It is well past time to focus like a laser on job creation. On that need, I agree wholeheartedly with the goal I hear my Republican colleagues talking about for a special session in October.
In fact, I wish instead of merely gaveling in the special session last week, they had actually had legislators on the floor passing bills that create jobs now.
And while this should have happened months ago, I appreciate that the governor finally included some of the Democratic jobs bills we have been pushing since we circulated them on the first day of session in January.
It is appropriate to put jobs bills into a special session to rush them through with the goal of creating jobs quickly. Unemployment in Wisconsin has risen at five times the national rate since January and we should have been focused sooner on putting people back to work rather than trampling workers’ rights, damaging education and passing bills that provide large giveaways to special interests.
Here is what I propose: Democratic and Republican legislators working together to select about a dozen of the best job creation bills that have immediate potential to put people back to work – and taking them up right away in a special session.
That would be bipartisan. That would be progress. And that would help Wisconsin’s struggling middle class.
A special session is designed to pass timely and critical legislation quickly. The downside is that the vehicle of a special session cuts down on public involvement and input, which has been a strong Wisconsin value for generations. Nonetheless, I believe the public is willing to support a special session if we are putting forward bills that will help create family-supporting jobs immediately.
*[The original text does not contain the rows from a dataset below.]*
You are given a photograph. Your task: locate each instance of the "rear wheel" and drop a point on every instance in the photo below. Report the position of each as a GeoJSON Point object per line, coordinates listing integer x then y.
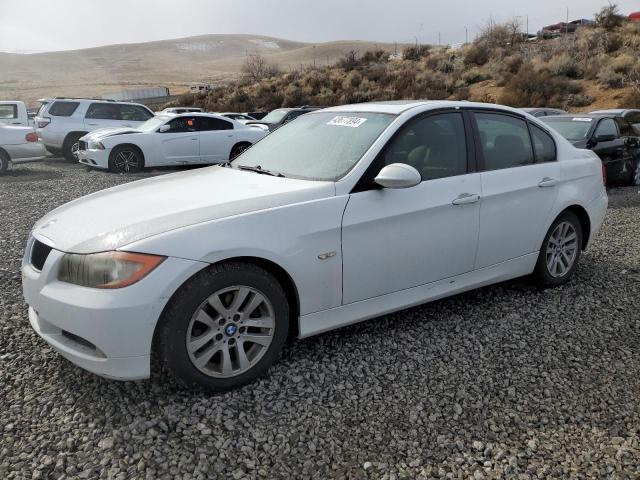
{"type": "Point", "coordinates": [238, 149]}
{"type": "Point", "coordinates": [224, 327]}
{"type": "Point", "coordinates": [4, 162]}
{"type": "Point", "coordinates": [71, 146]}
{"type": "Point", "coordinates": [560, 252]}
{"type": "Point", "coordinates": [125, 159]}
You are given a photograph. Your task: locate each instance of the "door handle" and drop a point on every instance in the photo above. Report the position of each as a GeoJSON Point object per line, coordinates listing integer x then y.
{"type": "Point", "coordinates": [466, 199]}
{"type": "Point", "coordinates": [547, 182]}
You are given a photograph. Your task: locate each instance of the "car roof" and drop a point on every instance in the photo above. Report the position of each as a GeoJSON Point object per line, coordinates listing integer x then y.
{"type": "Point", "coordinates": [398, 107]}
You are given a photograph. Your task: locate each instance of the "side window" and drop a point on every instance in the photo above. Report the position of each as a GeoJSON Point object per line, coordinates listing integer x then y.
{"type": "Point", "coordinates": [208, 124]}
{"type": "Point", "coordinates": [134, 113]}
{"type": "Point", "coordinates": [543, 145]}
{"type": "Point", "coordinates": [634, 118]}
{"type": "Point", "coordinates": [182, 124]}
{"type": "Point", "coordinates": [607, 127]}
{"type": "Point", "coordinates": [626, 130]}
{"type": "Point", "coordinates": [8, 111]}
{"type": "Point", "coordinates": [434, 145]}
{"type": "Point", "coordinates": [63, 109]}
{"type": "Point", "coordinates": [103, 111]}
{"type": "Point", "coordinates": [504, 140]}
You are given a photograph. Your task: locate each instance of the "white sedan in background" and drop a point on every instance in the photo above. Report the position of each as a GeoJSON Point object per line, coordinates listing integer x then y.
{"type": "Point", "coordinates": [19, 144]}
{"type": "Point", "coordinates": [185, 139]}
{"type": "Point", "coordinates": [343, 215]}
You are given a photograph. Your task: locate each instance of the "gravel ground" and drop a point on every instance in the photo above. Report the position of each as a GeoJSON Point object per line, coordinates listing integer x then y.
{"type": "Point", "coordinates": [505, 381]}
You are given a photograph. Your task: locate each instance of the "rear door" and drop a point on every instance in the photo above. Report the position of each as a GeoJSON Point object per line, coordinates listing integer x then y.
{"type": "Point", "coordinates": [102, 115]}
{"type": "Point", "coordinates": [519, 186]}
{"type": "Point", "coordinates": [217, 138]}
{"type": "Point", "coordinates": [611, 149]}
{"type": "Point", "coordinates": [133, 115]}
{"type": "Point", "coordinates": [181, 143]}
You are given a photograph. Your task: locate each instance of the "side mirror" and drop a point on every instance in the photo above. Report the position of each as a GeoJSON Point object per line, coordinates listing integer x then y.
{"type": "Point", "coordinates": [398, 175]}
{"type": "Point", "coordinates": [605, 138]}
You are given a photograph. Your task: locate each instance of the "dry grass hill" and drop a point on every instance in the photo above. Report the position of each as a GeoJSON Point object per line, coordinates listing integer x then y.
{"type": "Point", "coordinates": [597, 67]}
{"type": "Point", "coordinates": [173, 63]}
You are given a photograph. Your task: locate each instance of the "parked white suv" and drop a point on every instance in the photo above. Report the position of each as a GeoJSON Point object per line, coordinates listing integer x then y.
{"type": "Point", "coordinates": [62, 121]}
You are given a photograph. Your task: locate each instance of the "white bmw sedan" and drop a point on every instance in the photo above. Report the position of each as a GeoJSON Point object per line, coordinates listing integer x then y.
{"type": "Point", "coordinates": [344, 215]}
{"type": "Point", "coordinates": [184, 139]}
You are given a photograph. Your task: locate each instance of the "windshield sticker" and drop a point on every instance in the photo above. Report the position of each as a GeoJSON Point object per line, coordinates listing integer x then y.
{"type": "Point", "coordinates": [353, 122]}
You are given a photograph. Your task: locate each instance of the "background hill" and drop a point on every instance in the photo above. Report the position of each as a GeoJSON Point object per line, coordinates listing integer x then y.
{"type": "Point", "coordinates": [174, 63]}
{"type": "Point", "coordinates": [597, 67]}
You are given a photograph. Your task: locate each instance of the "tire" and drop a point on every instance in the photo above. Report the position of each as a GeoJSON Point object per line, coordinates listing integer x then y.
{"type": "Point", "coordinates": [238, 149]}
{"type": "Point", "coordinates": [200, 344]}
{"type": "Point", "coordinates": [635, 174]}
{"type": "Point", "coordinates": [126, 159]}
{"type": "Point", "coordinates": [4, 162]}
{"type": "Point", "coordinates": [560, 251]}
{"type": "Point", "coordinates": [70, 146]}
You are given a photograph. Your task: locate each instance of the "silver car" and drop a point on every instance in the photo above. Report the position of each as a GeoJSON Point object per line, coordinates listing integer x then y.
{"type": "Point", "coordinates": [19, 144]}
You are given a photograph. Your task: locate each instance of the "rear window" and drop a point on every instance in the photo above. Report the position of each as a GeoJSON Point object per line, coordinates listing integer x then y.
{"type": "Point", "coordinates": [63, 109]}
{"type": "Point", "coordinates": [8, 111]}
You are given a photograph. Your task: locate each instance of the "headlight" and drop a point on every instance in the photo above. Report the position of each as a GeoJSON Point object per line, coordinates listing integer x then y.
{"type": "Point", "coordinates": [107, 269]}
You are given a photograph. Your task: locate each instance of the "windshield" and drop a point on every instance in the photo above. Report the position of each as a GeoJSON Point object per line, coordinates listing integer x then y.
{"type": "Point", "coordinates": [573, 129]}
{"type": "Point", "coordinates": [317, 146]}
{"type": "Point", "coordinates": [275, 116]}
{"type": "Point", "coordinates": [154, 123]}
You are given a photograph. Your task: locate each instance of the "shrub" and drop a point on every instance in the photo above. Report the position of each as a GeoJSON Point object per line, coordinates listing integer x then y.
{"type": "Point", "coordinates": [609, 78]}
{"type": "Point", "coordinates": [609, 17]}
{"type": "Point", "coordinates": [563, 65]}
{"type": "Point", "coordinates": [415, 53]}
{"type": "Point", "coordinates": [529, 88]}
{"type": "Point", "coordinates": [476, 54]}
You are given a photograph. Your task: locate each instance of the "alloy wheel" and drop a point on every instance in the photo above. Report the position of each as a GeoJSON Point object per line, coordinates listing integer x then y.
{"type": "Point", "coordinates": [75, 148]}
{"type": "Point", "coordinates": [562, 249]}
{"type": "Point", "coordinates": [230, 332]}
{"type": "Point", "coordinates": [126, 161]}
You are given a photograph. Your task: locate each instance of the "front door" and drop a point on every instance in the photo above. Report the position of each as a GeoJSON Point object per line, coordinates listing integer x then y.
{"type": "Point", "coordinates": [217, 138]}
{"type": "Point", "coordinates": [395, 239]}
{"type": "Point", "coordinates": [181, 143]}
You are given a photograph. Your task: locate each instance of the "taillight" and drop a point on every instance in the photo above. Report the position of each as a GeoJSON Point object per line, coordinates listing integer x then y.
{"type": "Point", "coordinates": [43, 122]}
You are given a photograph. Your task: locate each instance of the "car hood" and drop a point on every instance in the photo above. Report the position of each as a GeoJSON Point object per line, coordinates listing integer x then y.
{"type": "Point", "coordinates": [113, 218]}
{"type": "Point", "coordinates": [103, 133]}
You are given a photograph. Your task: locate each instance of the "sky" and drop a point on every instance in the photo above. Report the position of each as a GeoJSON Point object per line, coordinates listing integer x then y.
{"type": "Point", "coordinates": [48, 25]}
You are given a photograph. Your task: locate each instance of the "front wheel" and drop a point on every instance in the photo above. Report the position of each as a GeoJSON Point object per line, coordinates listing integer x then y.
{"type": "Point", "coordinates": [125, 159]}
{"type": "Point", "coordinates": [4, 162]}
{"type": "Point", "coordinates": [560, 252]}
{"type": "Point", "coordinates": [224, 327]}
{"type": "Point", "coordinates": [635, 175]}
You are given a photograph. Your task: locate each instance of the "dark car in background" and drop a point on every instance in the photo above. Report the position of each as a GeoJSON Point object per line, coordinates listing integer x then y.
{"type": "Point", "coordinates": [544, 112]}
{"type": "Point", "coordinates": [611, 137]}
{"type": "Point", "coordinates": [632, 115]}
{"type": "Point", "coordinates": [282, 116]}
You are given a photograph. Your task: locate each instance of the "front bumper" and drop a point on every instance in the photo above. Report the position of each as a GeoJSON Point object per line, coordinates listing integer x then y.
{"type": "Point", "coordinates": [107, 332]}
{"type": "Point", "coordinates": [94, 158]}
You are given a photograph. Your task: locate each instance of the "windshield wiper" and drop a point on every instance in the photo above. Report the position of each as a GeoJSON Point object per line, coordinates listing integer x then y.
{"type": "Point", "coordinates": [259, 169]}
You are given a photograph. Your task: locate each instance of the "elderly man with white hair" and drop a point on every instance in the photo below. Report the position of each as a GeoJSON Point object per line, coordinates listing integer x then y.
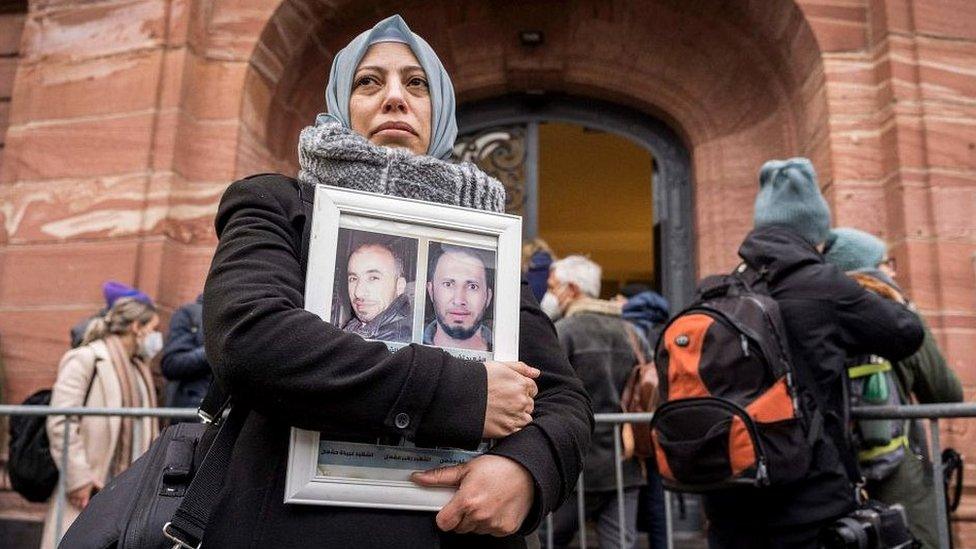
{"type": "Point", "coordinates": [598, 343]}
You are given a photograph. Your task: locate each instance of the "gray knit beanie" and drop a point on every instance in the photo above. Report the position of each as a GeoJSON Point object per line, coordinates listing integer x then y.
{"type": "Point", "coordinates": [790, 196]}
{"type": "Point", "coordinates": [854, 250]}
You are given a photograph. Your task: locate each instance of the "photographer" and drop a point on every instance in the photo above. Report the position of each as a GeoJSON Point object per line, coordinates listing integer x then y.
{"type": "Point", "coordinates": [899, 473]}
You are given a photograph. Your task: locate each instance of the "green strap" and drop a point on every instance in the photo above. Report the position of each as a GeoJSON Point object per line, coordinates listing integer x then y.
{"type": "Point", "coordinates": [871, 453]}
{"type": "Point", "coordinates": [864, 370]}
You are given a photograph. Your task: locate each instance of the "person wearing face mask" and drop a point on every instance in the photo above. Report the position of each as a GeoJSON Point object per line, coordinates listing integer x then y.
{"type": "Point", "coordinates": [109, 369]}
{"type": "Point", "coordinates": [389, 129]}
{"type": "Point", "coordinates": [599, 344]}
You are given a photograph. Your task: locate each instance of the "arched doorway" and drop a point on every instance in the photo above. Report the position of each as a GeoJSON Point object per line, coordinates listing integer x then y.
{"type": "Point", "coordinates": [519, 118]}
{"type": "Point", "coordinates": [738, 82]}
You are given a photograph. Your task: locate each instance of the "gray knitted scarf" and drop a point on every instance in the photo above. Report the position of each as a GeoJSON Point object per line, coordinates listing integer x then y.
{"type": "Point", "coordinates": [334, 155]}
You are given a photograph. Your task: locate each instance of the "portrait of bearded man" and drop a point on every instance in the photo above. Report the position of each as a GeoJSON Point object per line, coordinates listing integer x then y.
{"type": "Point", "coordinates": [460, 289]}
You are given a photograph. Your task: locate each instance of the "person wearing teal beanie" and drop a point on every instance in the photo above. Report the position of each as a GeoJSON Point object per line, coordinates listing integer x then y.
{"type": "Point", "coordinates": [924, 377]}
{"type": "Point", "coordinates": [854, 250]}
{"type": "Point", "coordinates": [789, 195]}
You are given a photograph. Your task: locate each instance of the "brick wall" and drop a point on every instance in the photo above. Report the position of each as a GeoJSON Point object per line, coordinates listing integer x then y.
{"type": "Point", "coordinates": [129, 117]}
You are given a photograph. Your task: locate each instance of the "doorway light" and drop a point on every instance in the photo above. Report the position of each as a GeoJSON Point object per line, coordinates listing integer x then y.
{"type": "Point", "coordinates": [532, 38]}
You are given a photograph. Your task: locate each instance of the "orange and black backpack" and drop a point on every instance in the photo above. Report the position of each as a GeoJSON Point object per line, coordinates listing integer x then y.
{"type": "Point", "coordinates": [731, 410]}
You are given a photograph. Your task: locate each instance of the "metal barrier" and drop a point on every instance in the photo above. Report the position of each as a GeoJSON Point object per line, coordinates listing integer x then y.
{"type": "Point", "coordinates": [68, 412]}
{"type": "Point", "coordinates": [932, 412]}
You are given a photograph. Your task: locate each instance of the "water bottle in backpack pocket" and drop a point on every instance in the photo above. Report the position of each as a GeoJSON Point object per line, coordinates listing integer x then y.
{"type": "Point", "coordinates": [881, 444]}
{"type": "Point", "coordinates": [732, 413]}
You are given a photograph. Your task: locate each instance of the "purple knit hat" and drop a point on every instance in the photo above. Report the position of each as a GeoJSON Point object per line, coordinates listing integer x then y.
{"type": "Point", "coordinates": [113, 291]}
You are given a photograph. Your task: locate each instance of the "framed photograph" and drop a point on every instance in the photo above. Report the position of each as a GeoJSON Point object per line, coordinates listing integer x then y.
{"type": "Point", "coordinates": [403, 271]}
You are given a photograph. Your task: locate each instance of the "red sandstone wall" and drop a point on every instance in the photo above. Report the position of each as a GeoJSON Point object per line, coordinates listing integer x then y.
{"type": "Point", "coordinates": [11, 27]}
{"type": "Point", "coordinates": [129, 117]}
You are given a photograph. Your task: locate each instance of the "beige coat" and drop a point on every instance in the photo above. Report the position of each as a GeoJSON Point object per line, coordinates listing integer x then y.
{"type": "Point", "coordinates": [93, 440]}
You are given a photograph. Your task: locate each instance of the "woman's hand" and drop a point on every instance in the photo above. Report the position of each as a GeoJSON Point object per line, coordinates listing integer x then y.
{"type": "Point", "coordinates": [511, 394]}
{"type": "Point", "coordinates": [79, 497]}
{"type": "Point", "coordinates": [482, 504]}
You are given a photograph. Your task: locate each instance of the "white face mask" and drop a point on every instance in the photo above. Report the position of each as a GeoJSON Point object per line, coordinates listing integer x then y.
{"type": "Point", "coordinates": [550, 306]}
{"type": "Point", "coordinates": [150, 345]}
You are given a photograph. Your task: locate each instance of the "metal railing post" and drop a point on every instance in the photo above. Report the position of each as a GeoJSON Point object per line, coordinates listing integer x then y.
{"type": "Point", "coordinates": [581, 511]}
{"type": "Point", "coordinates": [62, 482]}
{"type": "Point", "coordinates": [940, 508]}
{"type": "Point", "coordinates": [668, 520]}
{"type": "Point", "coordinates": [619, 474]}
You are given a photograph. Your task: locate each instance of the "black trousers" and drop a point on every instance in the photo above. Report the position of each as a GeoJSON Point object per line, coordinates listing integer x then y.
{"type": "Point", "coordinates": [753, 536]}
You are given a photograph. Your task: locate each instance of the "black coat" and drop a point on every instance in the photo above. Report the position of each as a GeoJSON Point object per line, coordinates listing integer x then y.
{"type": "Point", "coordinates": [827, 316]}
{"type": "Point", "coordinates": [184, 362]}
{"type": "Point", "coordinates": [291, 368]}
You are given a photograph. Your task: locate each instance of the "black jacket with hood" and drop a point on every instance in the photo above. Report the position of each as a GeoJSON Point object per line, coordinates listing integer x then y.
{"type": "Point", "coordinates": [827, 317]}
{"type": "Point", "coordinates": [184, 362]}
{"type": "Point", "coordinates": [291, 368]}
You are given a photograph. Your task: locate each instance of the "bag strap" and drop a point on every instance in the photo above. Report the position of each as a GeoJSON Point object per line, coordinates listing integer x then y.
{"type": "Point", "coordinates": [635, 344]}
{"type": "Point", "coordinates": [187, 526]}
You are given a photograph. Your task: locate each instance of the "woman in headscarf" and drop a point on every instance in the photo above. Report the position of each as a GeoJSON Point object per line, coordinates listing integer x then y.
{"type": "Point", "coordinates": [109, 369]}
{"type": "Point", "coordinates": [389, 129]}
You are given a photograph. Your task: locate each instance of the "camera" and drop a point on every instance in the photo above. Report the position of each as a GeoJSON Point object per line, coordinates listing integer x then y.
{"type": "Point", "coordinates": [873, 526]}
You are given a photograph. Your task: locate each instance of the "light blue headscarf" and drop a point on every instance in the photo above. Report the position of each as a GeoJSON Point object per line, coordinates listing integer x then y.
{"type": "Point", "coordinates": [394, 29]}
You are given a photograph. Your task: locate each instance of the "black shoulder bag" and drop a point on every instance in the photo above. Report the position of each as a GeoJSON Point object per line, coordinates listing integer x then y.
{"type": "Point", "coordinates": [165, 498]}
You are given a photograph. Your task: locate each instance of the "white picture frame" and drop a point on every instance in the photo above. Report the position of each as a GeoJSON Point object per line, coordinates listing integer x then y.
{"type": "Point", "coordinates": [346, 474]}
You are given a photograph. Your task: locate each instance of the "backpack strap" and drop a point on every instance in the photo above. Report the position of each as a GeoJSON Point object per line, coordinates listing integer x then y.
{"type": "Point", "coordinates": [186, 528]}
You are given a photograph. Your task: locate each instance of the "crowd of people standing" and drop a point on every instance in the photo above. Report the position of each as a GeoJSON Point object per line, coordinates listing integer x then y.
{"type": "Point", "coordinates": [390, 128]}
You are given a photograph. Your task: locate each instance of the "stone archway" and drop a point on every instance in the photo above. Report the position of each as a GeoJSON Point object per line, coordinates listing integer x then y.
{"type": "Point", "coordinates": [740, 83]}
However, the agenda of roughly 30 bills that we were given by the governor includes a large number of bills that have nothing to do with job creation and should not be rushed, but rather given full scrutiny by the public, legislative service agencies and other stakeholders.
These bills fall into two categories. First are bills on such topics as trespassing and wellness programs, which may be fine, but are not urgent enough issues to be rushed.
And there are other bill ideas here that may potentially cause harm – to jobs, to consumers and to the environment – such as bills that appear to impact mining and bills that remove corporate accountability.
It’s high past time that we quit bringing forward divisive legislation and – on a bipartisan basis – focus on true economic development bills that have the potential for rapid job creation.
These non-jobs bills cloud our ability to focus like a laser on putting people back to work. When it comes to helping Wisconsin’s struggling families, we can’t afford distractions.
Rep. Peter Barca, D-Kenosha, is the Assembly minority leader.